En d'autres termes, la notion de préjudice difficilement réparable doit être interprétée restrictivement, puisque la personne touchée disposera le moment venu de la faculté de remettre en cause la décision ou ordonnance en même temps que la décision au fond : il incombe au recourant d'établir que sa situation procédurale serait rendue notablement plus difficile et péjorée si la décision querellée était mise en œuvre. On retiendra l'existence d'un préjudice difficilement réparable lorsque ledit préjudice ne pourra plus être réparé par un jugement au fond favorable au recourant, ce qui surviendra par exemple lorsque des secrets d'affaires sont révélés ou qu'il y a atteinte à des droits absolus à l'instar de la réputation, de la propriété et du droit à la sphère privée (JEANDIN, op. cit., n. 22 et 22a ad art. 319 CPC).

Une simple prolongation de la procédure ou un accroissement des frais de celle-ci ne constitue pas un préjudice difficilement réparable (SPÜHLER, Basler Kommentar, Schweizerische Zivilprozessordnung, n. 7 ad art. 319 CPC). De même, le seul fait que la partie ne puisse se plaindre d'une administration des preuves contraire à la loi qu'à l'occasion d'un recours sur le fond n'est pas suffisant pour retenir que la décision attaquée est susceptible de lui causer un préjudice difficilement réparable (COLOMBINI, Condensé de la jurisprudence fédérale et vaudoise relative à l'appel et au recours en matière civile, in JT 2013 III 131 ss, 155). Retenir le contraire équivaudrait à permettre à un plaideur de contester immédiatement toute ordonnance d'instruction pouvant avoir un effet sur le sort de la cause, ce que le législateur a justement voulu éviter (parmi plusieurs : ACJC/220/2023 du 13 février 2023 consid. 2.1; ACJC/1686/2023 du 19 décembre 2023 consid. 2.1).

Il appartient au recourant d'alléguer et d'établir la possibilité que la décision attaquée lui cause un préjudice difficilement réparable, à moins que cela ne fasse d'emblée aucun doute (par analogie : ATF 134 III 426 consid. 1.2 et 133 III 629 consid. 2.3.1).

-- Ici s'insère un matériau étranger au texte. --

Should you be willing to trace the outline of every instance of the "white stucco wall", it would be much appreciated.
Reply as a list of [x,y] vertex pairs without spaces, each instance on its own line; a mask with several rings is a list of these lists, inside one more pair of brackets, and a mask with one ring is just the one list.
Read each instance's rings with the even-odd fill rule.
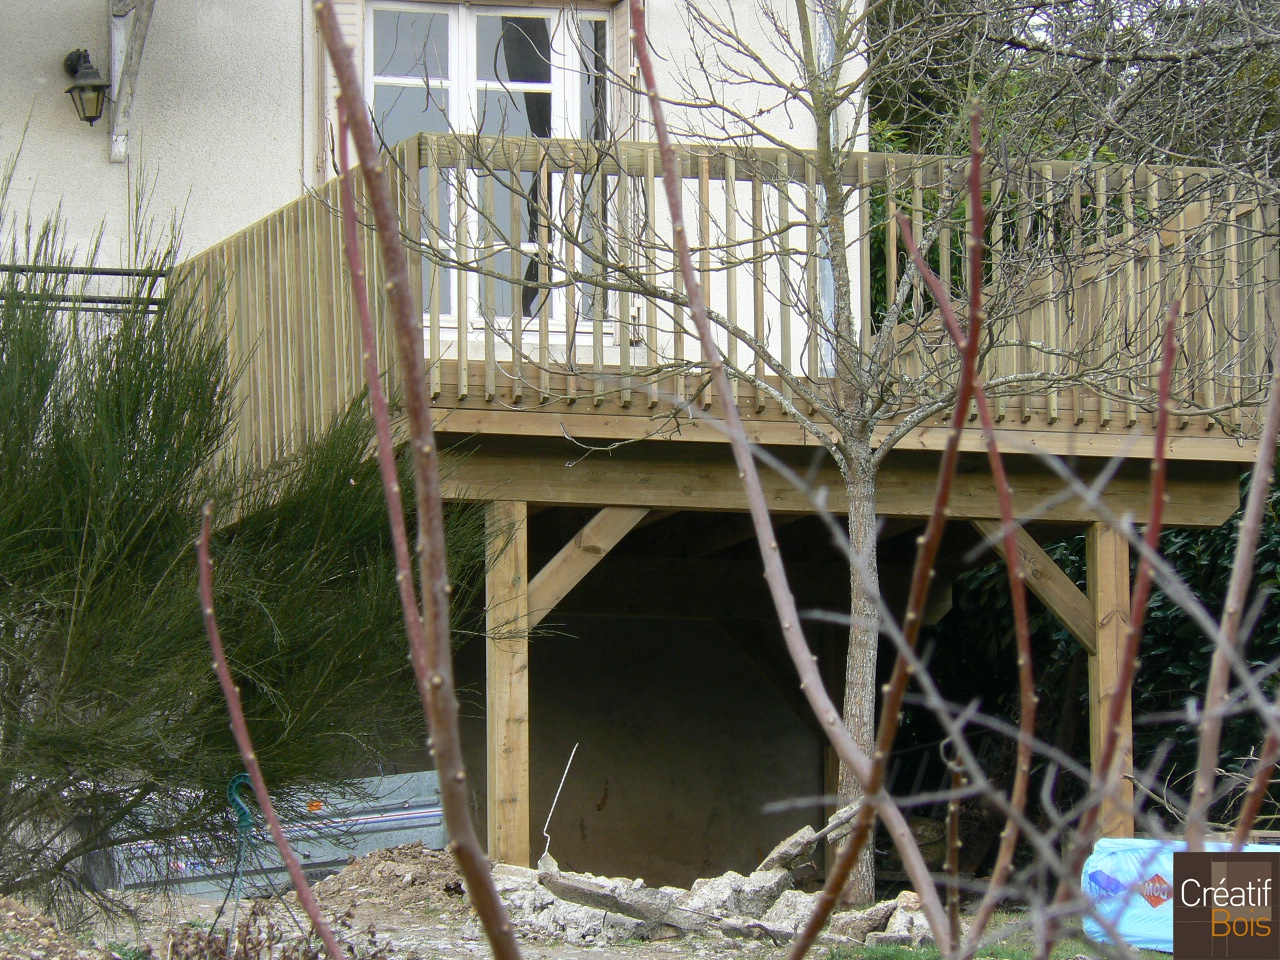
[[[315,176],[315,68],[305,0],[159,0],[135,87],[127,163],[108,160],[106,116],[90,127],[64,92],[78,47],[109,76],[106,0],[0,3],[0,158],[18,155],[10,216],[61,206],[99,262],[127,262],[132,188],[152,217],[182,217],[194,252],[298,196]],[[304,16],[306,19],[304,20]],[[26,131],[23,140],[24,128]],[[19,144],[21,152],[19,153]]]

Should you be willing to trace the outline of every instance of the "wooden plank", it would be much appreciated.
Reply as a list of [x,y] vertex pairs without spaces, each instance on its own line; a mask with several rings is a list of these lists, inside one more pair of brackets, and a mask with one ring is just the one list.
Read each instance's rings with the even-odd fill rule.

Si la condition du préjudice difficilement réparable n'est pas remplie, le recours est irrecevable et la partie doit attaquer la décision incidente avec la décision finale sur le fond (BRUNNER, Schweizerische Zivilprozessordnung, n. 13 ad art. 319 CPC).

2.2 En l’espèce, le recourant fait valoir que la limitation de la procédure aurait pour conséquence que la durée de la procédure dans son ensemble serait plus longue, vu la possibilité de mettre en cause la décision rendue sur le principe de la responsabilité. Or, l'écoulement du temps entraînerait l'arrivée à maturité de plus en plus de ses titres ou un risque que certains émetteurs d'obligations fassent défaut, sans qu'il puisse gérer son portefeuille et prendre des décisions conservatoires pour liquider ses positions au moment opportun. Seules resteraient ainsi les questions relatives à l'indemnisation financière qui ne compenseraient que partiellement la perte de ses droits matériels de disposer des titres "injustement liquidés" par l'intimée. Les meilleurs titres ayant été déjà liquidés par cette dernière, les titres restants devraient être gérés de manière encore plus attentive, ce qui serait de plus en compliqué au fur et à mesure de l'écoulement du temps, engendrant des risques "pratiquement impossibles à mesurer".

Pareils arguments ne convainquent pas, étant rappelé que la Cour doit se montrer restrictive dans son examen des conditions de l'art. 319 let. b ch. 2 CPC. En effet, il n'apparaît pas que la situation procédurale du recourant serait rendue notablement plus difficile et péjorée si la décision querellée était mise en œuvre. En lui-même, l'éventuel allongement de la durée de la procédure n'est pas source d'un préjudice difficilement réparable. Par ailleurs, les risques évoqués par le recourant en lien avec ses titres, à supposer qu'ils soient réels et concrets ce qui n'est pas établi, ne sont pas davantage susceptibles de causer un tel préjudice, puisque, comme le recourant en convient lui-même, une indemnisation demeurerait possible.

Au vu de ce qui précède, il n'existe pas de préjudice difficilement réparable au détriment du recourant.

Le recours sera, par conséquent, déclaré irrecevable.

3. Le recourant, qui succombe, sera condamné aux frais judiciaires du recours (art. 106 al. 1 CPC). Ceux-ci seront arrêtés à 1'000 fr., compensés avec l'avance de frais du même montant fournie par le recourant, laquelle reste acquise à l'Etat de Genève (art. 111 al. 1 CPC).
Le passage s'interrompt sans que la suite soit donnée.